Messe du 6e dimanche de Pâques

 

 

Abbé Jean-Pascal Vacher, à l’église Saint-Pierre, Boudry, NE, le 20 mai 2001.

Lectures bibliques : Actes 15, 1-29; Apocalypse 21, 10-23; Jean 14, 23-29

Chers frères et sœurs présents dans cette église Saint- Pierre de Boudry et vous toutes et tous qui nous rejoignez par les ondes afin de former une communauté plus vaste, comment dans le monde d’aujourd’hui où l’information circule si vite pourrions-nous ignorer les nombreux drames que l’histoire humaine connaît ? Sans être du tout voyant, il y a quelques jours déjà, j’aurais pu être sûr que les nouvelles de 9 heures présenteraient bien des exemples de problèmes humains. Le contraire aurait été une exception qui confirme la règle.
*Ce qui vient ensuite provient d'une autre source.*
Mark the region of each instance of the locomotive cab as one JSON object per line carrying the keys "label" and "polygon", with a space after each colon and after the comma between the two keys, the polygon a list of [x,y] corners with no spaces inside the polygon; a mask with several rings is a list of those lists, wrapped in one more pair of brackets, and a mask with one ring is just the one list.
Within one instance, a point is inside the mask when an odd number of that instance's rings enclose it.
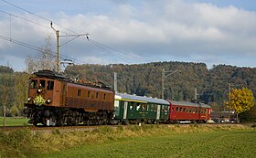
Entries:
{"label": "locomotive cab", "polygon": [[27,104],[30,106],[60,106],[60,90],[61,83],[57,80],[47,78],[30,78]]}

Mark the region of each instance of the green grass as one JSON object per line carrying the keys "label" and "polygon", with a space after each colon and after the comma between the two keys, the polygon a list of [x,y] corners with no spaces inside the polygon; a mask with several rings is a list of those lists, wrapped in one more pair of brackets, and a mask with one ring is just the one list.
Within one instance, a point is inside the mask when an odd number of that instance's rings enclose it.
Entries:
{"label": "green grass", "polygon": [[0,131],[0,157],[254,157],[249,125],[101,126],[92,131]]}
{"label": "green grass", "polygon": [[[23,126],[27,125],[28,119],[25,118],[12,118],[6,117],[5,118],[5,125],[6,126]],[[4,126],[4,118],[0,117],[0,126]]]}
{"label": "green grass", "polygon": [[256,131],[154,134],[84,143],[39,157],[254,157]]}

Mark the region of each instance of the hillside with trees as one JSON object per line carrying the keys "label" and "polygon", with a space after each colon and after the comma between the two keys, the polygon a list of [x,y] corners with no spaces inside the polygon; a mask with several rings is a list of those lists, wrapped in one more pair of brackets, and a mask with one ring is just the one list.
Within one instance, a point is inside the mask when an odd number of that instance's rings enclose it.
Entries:
{"label": "hillside with trees", "polygon": [[[208,69],[204,63],[170,61],[133,65],[74,65],[69,66],[63,73],[70,78],[103,82],[113,88],[113,74],[116,72],[119,92],[161,98],[163,68],[165,71],[176,70],[171,74],[165,73],[167,76],[165,78],[165,99],[167,100],[195,100],[196,88],[197,100],[211,105],[215,111],[223,111],[227,110],[224,102],[227,101],[229,86],[230,90],[248,88],[256,96],[255,68],[218,65]],[[6,100],[10,115],[22,113],[23,103],[27,100],[28,78],[27,73],[15,72],[11,68],[0,67],[0,97],[2,100]],[[3,102],[0,105],[1,113]],[[256,115],[253,110],[255,108],[248,112]]]}
{"label": "hillside with trees", "polygon": [[118,91],[161,98],[162,72],[177,70],[165,78],[165,99],[189,101],[197,99],[206,103],[222,106],[229,85],[230,89],[246,87],[256,94],[256,68],[226,65],[208,69],[204,63],[155,62],[134,65],[80,65],[66,69],[69,77],[102,81],[113,87],[113,73],[118,74]]}

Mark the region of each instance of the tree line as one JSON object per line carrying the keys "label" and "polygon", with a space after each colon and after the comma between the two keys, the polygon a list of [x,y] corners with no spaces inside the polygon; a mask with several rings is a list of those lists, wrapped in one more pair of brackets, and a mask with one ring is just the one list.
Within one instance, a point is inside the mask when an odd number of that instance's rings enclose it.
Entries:
{"label": "tree line", "polygon": [[[163,68],[176,70],[165,78],[166,100],[190,101],[195,100],[197,88],[197,100],[211,105],[215,111],[225,111],[227,96],[232,89],[248,88],[256,95],[256,68],[251,68],[217,65],[208,69],[204,63],[169,61],[133,65],[76,65],[69,66],[62,73],[70,78],[103,82],[113,88],[113,73],[116,72],[119,92],[161,98]],[[22,115],[27,97],[29,73],[15,72],[9,67],[0,66],[0,114],[3,115],[3,106],[5,105],[7,115]]]}

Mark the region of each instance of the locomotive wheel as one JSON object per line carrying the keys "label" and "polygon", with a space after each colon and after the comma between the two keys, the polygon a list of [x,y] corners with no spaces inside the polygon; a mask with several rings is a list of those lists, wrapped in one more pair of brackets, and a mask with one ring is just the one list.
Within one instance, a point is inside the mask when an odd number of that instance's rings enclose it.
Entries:
{"label": "locomotive wheel", "polygon": [[56,121],[56,125],[57,126],[64,126],[65,124],[65,120],[63,117],[58,117],[57,121]]}
{"label": "locomotive wheel", "polygon": [[67,118],[67,124],[68,124],[68,126],[71,126],[73,124],[73,118],[72,117],[68,117]]}

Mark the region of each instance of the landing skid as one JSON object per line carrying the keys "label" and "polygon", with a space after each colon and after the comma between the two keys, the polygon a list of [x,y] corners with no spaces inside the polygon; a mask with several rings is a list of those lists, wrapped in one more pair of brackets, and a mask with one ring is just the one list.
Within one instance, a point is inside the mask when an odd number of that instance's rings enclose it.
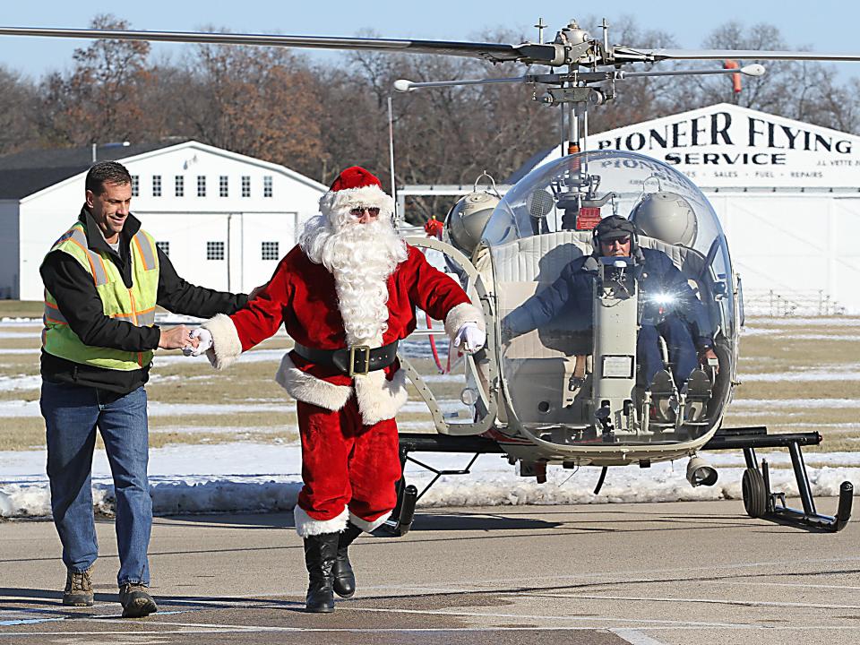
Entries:
{"label": "landing skid", "polygon": [[[747,514],[753,518],[769,520],[778,524],[796,526],[817,531],[835,533],[842,530],[851,518],[851,503],[854,486],[851,482],[842,482],[839,487],[839,502],[837,514],[833,517],[822,515],[815,510],[809,476],[804,463],[801,446],[818,445],[821,435],[817,432],[793,433],[790,434],[768,434],[763,426],[752,427],[722,428],[714,434],[701,450],[724,451],[742,450],[746,460],[744,472],[742,491],[744,507]],[[756,448],[787,448],[791,455],[791,464],[797,480],[803,510],[789,508],[786,505],[786,494],[770,490],[770,477],[768,462],[761,460],[761,468],[755,455]],[[409,457],[409,452],[463,452],[473,455],[465,469],[460,470],[438,470],[427,464]],[[475,460],[481,454],[501,454],[503,451],[492,439],[480,436],[449,436],[445,434],[400,434],[400,465],[407,461],[421,466],[434,474],[434,478],[419,494],[417,488],[407,485],[406,478],[397,483],[397,507],[391,512],[391,519],[377,529],[378,535],[404,536],[412,527],[415,516],[415,504],[443,475],[468,475]],[[602,473],[602,475],[605,474]],[[602,482],[601,482],[602,483]]]}
{"label": "landing skid", "polygon": [[[837,513],[831,517],[815,510],[809,476],[801,452],[802,445],[818,445],[821,435],[817,432],[791,434],[768,434],[763,426],[741,428],[723,428],[714,434],[702,450],[743,450],[746,470],[741,482],[744,507],[750,517],[769,520],[778,524],[796,526],[813,530],[836,533],[842,530],[851,518],[854,486],[842,482]],[[786,505],[786,494],[770,490],[770,471],[768,462],[761,460],[761,468],[755,456],[756,448],[787,448],[791,466],[797,481],[797,491],[803,510]]]}

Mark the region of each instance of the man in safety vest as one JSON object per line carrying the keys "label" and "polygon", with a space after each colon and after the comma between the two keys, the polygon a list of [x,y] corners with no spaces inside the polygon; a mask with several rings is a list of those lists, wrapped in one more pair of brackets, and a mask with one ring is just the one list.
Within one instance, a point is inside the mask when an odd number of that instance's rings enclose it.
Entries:
{"label": "man in safety vest", "polygon": [[54,523],[67,569],[63,604],[93,603],[98,555],[90,473],[98,427],[116,498],[123,615],[157,610],[147,592],[152,503],[147,481],[146,391],[153,350],[196,347],[185,325],[156,326],[155,307],[208,317],[245,295],[188,284],[129,212],[132,177],[115,161],[86,177],[86,203],[39,269],[45,284],[41,411]]}

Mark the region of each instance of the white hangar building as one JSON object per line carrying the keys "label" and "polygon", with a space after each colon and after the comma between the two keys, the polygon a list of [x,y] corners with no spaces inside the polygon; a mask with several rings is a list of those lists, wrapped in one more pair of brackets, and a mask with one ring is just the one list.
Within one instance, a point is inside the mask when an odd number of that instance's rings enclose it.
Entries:
{"label": "white hangar building", "polygon": [[[133,179],[132,213],[185,280],[248,292],[271,276],[327,187],[194,141],[104,147]],[[0,158],[0,298],[41,300],[39,266],[78,217],[90,147]]]}
{"label": "white hangar building", "polygon": [[[721,103],[588,138],[586,150],[606,148],[653,157],[702,189],[747,313],[860,314],[860,137]],[[558,157],[536,155],[509,182]]]}

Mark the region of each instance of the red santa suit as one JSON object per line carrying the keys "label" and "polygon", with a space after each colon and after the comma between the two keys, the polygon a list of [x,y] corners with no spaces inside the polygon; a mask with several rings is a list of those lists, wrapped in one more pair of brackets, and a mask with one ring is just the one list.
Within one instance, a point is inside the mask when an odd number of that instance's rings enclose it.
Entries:
{"label": "red santa suit", "polygon": [[[348,236],[364,232],[355,227],[370,226],[349,222],[357,206],[379,208],[380,226],[391,228],[393,202],[379,180],[363,168],[344,171],[321,200],[322,215],[309,222],[262,291],[245,309],[203,324],[212,334],[209,354],[217,368],[281,324],[296,343],[322,350],[380,348],[404,339],[415,330],[416,306],[444,321],[452,339],[467,322],[483,330],[481,312],[460,285],[400,238],[386,243],[394,260],[383,275],[352,274],[371,262],[374,242],[357,245],[352,258],[330,271],[326,265],[336,264],[326,254],[332,247],[330,229]],[[314,231],[324,235],[314,237]],[[380,242],[380,253],[382,247]],[[348,520],[373,530],[396,503],[394,484],[401,473],[394,417],[408,398],[405,371],[395,359],[384,369],[349,376],[294,349],[283,357],[276,380],[298,401],[305,483],[295,510],[299,535],[342,531]]]}

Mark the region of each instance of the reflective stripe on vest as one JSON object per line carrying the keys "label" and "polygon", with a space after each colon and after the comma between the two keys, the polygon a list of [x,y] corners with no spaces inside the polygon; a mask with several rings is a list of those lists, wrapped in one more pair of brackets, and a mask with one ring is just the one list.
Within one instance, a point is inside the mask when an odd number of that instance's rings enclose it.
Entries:
{"label": "reflective stripe on vest", "polygon": [[[155,241],[149,234],[140,230],[131,240],[131,288],[125,287],[119,269],[107,252],[102,254],[88,247],[86,228],[82,222],[75,223],[54,244],[51,251],[56,250],[71,254],[92,276],[105,315],[138,327],[155,323],[159,262]],[[84,345],[47,290],[43,321],[42,348],[62,358],[117,370],[140,369],[152,359],[151,351],[128,352]]]}

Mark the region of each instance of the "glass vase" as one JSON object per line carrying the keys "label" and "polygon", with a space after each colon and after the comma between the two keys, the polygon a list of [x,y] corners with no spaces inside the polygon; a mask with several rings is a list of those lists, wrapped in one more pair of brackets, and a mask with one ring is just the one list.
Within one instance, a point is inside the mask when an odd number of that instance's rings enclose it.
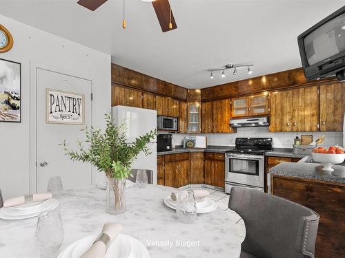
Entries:
{"label": "glass vase", "polygon": [[126,178],[107,178],[106,211],[119,214],[126,211]]}

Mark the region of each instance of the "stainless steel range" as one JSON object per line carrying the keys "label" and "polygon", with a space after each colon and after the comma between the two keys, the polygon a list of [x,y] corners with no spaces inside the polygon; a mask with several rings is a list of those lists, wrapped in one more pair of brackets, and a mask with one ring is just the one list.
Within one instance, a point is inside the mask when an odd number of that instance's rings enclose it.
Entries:
{"label": "stainless steel range", "polygon": [[226,152],[225,192],[233,186],[264,191],[265,152],[272,151],[272,138],[236,138],[234,149]]}

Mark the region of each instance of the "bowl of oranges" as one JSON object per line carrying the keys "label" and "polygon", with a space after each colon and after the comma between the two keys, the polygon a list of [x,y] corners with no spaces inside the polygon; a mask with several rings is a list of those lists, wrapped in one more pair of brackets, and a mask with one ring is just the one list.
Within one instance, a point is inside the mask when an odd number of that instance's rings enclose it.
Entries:
{"label": "bowl of oranges", "polygon": [[334,169],[332,169],[332,166],[335,164],[342,163],[345,160],[344,151],[334,146],[331,146],[328,149],[321,147],[315,148],[313,149],[311,155],[315,161],[322,164],[322,169],[327,171],[333,171]]}

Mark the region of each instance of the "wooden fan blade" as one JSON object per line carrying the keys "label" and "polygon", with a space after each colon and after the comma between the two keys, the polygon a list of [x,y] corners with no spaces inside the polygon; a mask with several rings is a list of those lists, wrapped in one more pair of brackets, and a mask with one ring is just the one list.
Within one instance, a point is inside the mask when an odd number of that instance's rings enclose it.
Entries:
{"label": "wooden fan blade", "polygon": [[158,18],[163,32],[177,28],[174,15],[171,14],[172,28],[169,29],[170,5],[168,0],[155,0],[152,2],[152,4],[155,8],[155,12],[156,12],[157,18]]}
{"label": "wooden fan blade", "polygon": [[79,0],[78,4],[88,8],[92,11],[95,11],[108,0]]}

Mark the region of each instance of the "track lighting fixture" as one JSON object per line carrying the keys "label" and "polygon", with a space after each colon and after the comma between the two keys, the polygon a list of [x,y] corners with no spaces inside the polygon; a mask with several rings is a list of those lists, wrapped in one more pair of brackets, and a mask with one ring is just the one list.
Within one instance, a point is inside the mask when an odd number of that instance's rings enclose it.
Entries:
{"label": "track lighting fixture", "polygon": [[238,67],[247,67],[247,72],[248,72],[248,74],[253,74],[253,70],[250,68],[250,66],[254,66],[254,65],[252,65],[250,63],[239,63],[239,64],[228,64],[228,65],[226,65],[221,67],[218,67],[218,68],[211,68],[211,69],[208,69],[208,72],[211,72],[211,75],[210,76],[210,78],[211,79],[213,79],[213,78],[215,78],[214,75],[213,75],[213,72],[215,72],[215,71],[222,71],[221,72],[221,77],[224,78],[225,77],[225,72],[224,71],[227,69],[233,69],[233,75],[237,75],[237,68]]}
{"label": "track lighting fixture", "polygon": [[252,74],[253,71],[251,70],[250,68],[249,68],[249,66],[247,66],[247,71],[248,71],[248,74]]}

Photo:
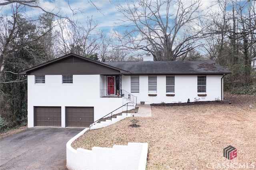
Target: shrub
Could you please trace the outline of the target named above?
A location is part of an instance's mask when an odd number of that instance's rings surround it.
[[[0,117],[0,131],[3,131],[6,128],[6,127],[8,124],[8,122],[4,119]]]
[[[231,91],[230,93],[234,95],[256,95],[255,88],[251,86],[235,87]]]

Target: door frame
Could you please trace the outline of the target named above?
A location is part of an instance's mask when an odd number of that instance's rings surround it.
[[[108,77],[114,77],[114,94],[108,94]],[[107,93],[107,95],[116,95],[116,76],[115,75],[111,75],[111,76],[107,76],[107,79],[106,80],[106,81],[107,82],[106,83],[106,93]]]

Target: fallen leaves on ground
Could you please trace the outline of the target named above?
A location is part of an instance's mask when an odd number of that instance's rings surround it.
[[[127,118],[88,131],[72,146],[90,150],[147,142],[148,170],[256,166],[256,97],[226,95],[231,104],[152,107],[152,117],[136,117],[140,127],[129,127],[133,118]],[[223,156],[230,145],[237,149],[232,160]]]

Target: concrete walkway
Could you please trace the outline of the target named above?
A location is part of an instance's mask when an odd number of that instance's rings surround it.
[[[139,107],[137,113],[134,114],[134,116],[149,117],[152,115],[151,106],[150,105],[137,104],[136,107]]]

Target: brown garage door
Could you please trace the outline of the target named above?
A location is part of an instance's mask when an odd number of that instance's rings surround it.
[[[66,107],[66,127],[89,127],[94,122],[93,107]]]
[[[61,127],[61,107],[34,107],[35,126]]]

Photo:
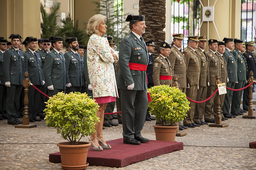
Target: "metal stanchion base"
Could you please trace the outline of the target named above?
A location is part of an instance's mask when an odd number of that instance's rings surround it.
[[[176,132],[176,137],[182,137],[187,135],[187,132]]]
[[[221,123],[221,124],[216,124],[216,123],[212,123],[212,124],[209,124],[209,127],[217,127],[218,128],[225,128],[228,126],[228,124],[225,124]]]

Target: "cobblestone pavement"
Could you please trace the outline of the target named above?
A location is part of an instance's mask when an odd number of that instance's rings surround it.
[[[256,105],[253,107],[256,108]],[[117,123],[116,120],[114,120]],[[155,123],[155,121],[145,122],[142,131],[143,137],[156,140],[152,127]],[[228,123],[229,126],[220,128],[204,125],[184,130],[187,135],[176,137],[175,140],[183,142],[183,150],[118,169],[256,169],[256,149],[249,148],[250,142],[256,141],[256,119],[242,119],[240,116],[222,123]],[[15,128],[14,126],[7,125],[6,120],[0,121],[0,170],[61,169],[60,163],[49,161],[49,154],[59,151],[55,144],[64,141],[60,135],[53,128],[46,126],[45,120],[30,123],[37,126],[31,129]],[[103,130],[105,140],[122,138],[122,130],[121,125],[106,128]],[[83,140],[87,141],[87,138]],[[87,168],[116,169],[90,166]]]

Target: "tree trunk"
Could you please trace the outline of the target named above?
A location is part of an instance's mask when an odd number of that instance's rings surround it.
[[[163,30],[165,27],[165,0],[140,0],[139,5],[140,15],[145,16],[147,26],[142,37],[145,41],[156,40],[153,55],[156,57],[160,44],[165,40],[165,33]]]

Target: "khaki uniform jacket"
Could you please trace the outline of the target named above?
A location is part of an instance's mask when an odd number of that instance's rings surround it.
[[[171,63],[172,74],[177,76],[177,82],[180,88],[186,88],[188,87],[188,79],[185,58],[182,53],[175,47],[172,47],[170,55],[167,57]]]
[[[208,64],[208,57],[204,51],[204,52],[197,48],[196,51],[199,55],[201,60],[201,72],[200,74],[200,84],[199,86],[207,87],[208,83],[210,82],[210,74]]]
[[[189,85],[199,85],[201,71],[200,59],[197,53],[189,46],[183,50],[187,64],[187,77]]]
[[[172,66],[170,61],[168,60],[169,64],[166,60],[160,55],[155,59],[153,63],[153,81],[154,85],[172,85],[172,80],[160,80],[159,76],[172,76]]]
[[[220,75],[220,59],[216,54],[211,51],[209,50],[207,51],[206,55],[208,57],[210,85],[215,85],[216,74],[218,73],[219,75]]]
Sans être trop sorcier, il n’est pas non plus difficile d’imaginer que chacun d’entre-nous, vivons tout au long de notre vie bien des événements qui sont sources d’inquiétudes.

En ce moment, j’aimerais penser tout spécialement à nos frères et sœurs malades, qui sont dans l’attente d’un diagnostique, d’une opération ou qui luttent pour retrouver la santé. Combien de milliards de situations pénibles notre petite planète connaît pendant ces quelques dizaines de minutes de notre célébration eucharistique ? Qui pourrait le dire ? Le livre des Actes des Apôtres nous fournissait également une situation de trouble et de profond désarroi : Certaines gens venus de Judée voulaient endoctriner les frères de l’Eglise d’Antioche en leur disant : Si vous ne recevez pas la circoncision selon la loi de Moïse, vous ne pouvez pas être sauvés. Cela provoqua un conflit et des discussions assez graves. (Ac 15, 1-2). La relation des païens à Dieu était touchée très profondément.

Frères et sœurs, face à cette masse extraordinaire de souffrances, les paroles de Jésus font-elles le poids : C’est la paix que je vous laisse, c’est ma paix que je vous donne… Ne soyez donc pas bouleversés et effrayés… Si vous m’aimiez, vous seriez dans la joie… (Jn 14, 27…28) ? Ces paroles de Jésus ne sont-elles pas en complet décalage avec la réalité si dure que nous vivons ? Est-ce qu’elles n’ont pas pour but de nous bercer d’illusions ou comme on le disait de la religion il n’y a pas si longtemps d’être l’opium du peuple ? Jésus pourrait-il nous tromper au moment même où il entre dans le drame de sa passion ? Jésus pourrait-il mentir alors qu’il dit juste avant de donner sa vie pour nous : Je suis né, je suis venu dans le monde pour ceci : rendre témoignage à la vérité. (Je 18, 37) Non ! Jésus est pur de tout intérêt, qu’il soit politique, économique ou autre. Ce qu’il dit, il le dit parce qu’il nous aime. Tournons-nous vers l’Esprit saint. Jésus nous a promis qu’il nous enseignerait tout et qu’il nous ferait saisir tout ce qu’il nous a dit.

La joie promise par Jésus comme la paix ne nous est pas donnée à la manière du monde. Elle vient de plus haut. Elle n’est pas simple absence de problème. Elle est sérénité du cœur au sein même de l’épreuve. Elle est fruit de l’amour, d’amitié, qu’on nomme la charité et qui a sa source en Dieu. En effet, d’où vient la joie ? D’où vient la tristesse ? De l’amour mais pour des motifs opposés. La joie est causée par l’amour, ou bien parce que celui que nous aimons nous est présent, ou bien encore parce que celui que nous aimons est en possession de son bonheur.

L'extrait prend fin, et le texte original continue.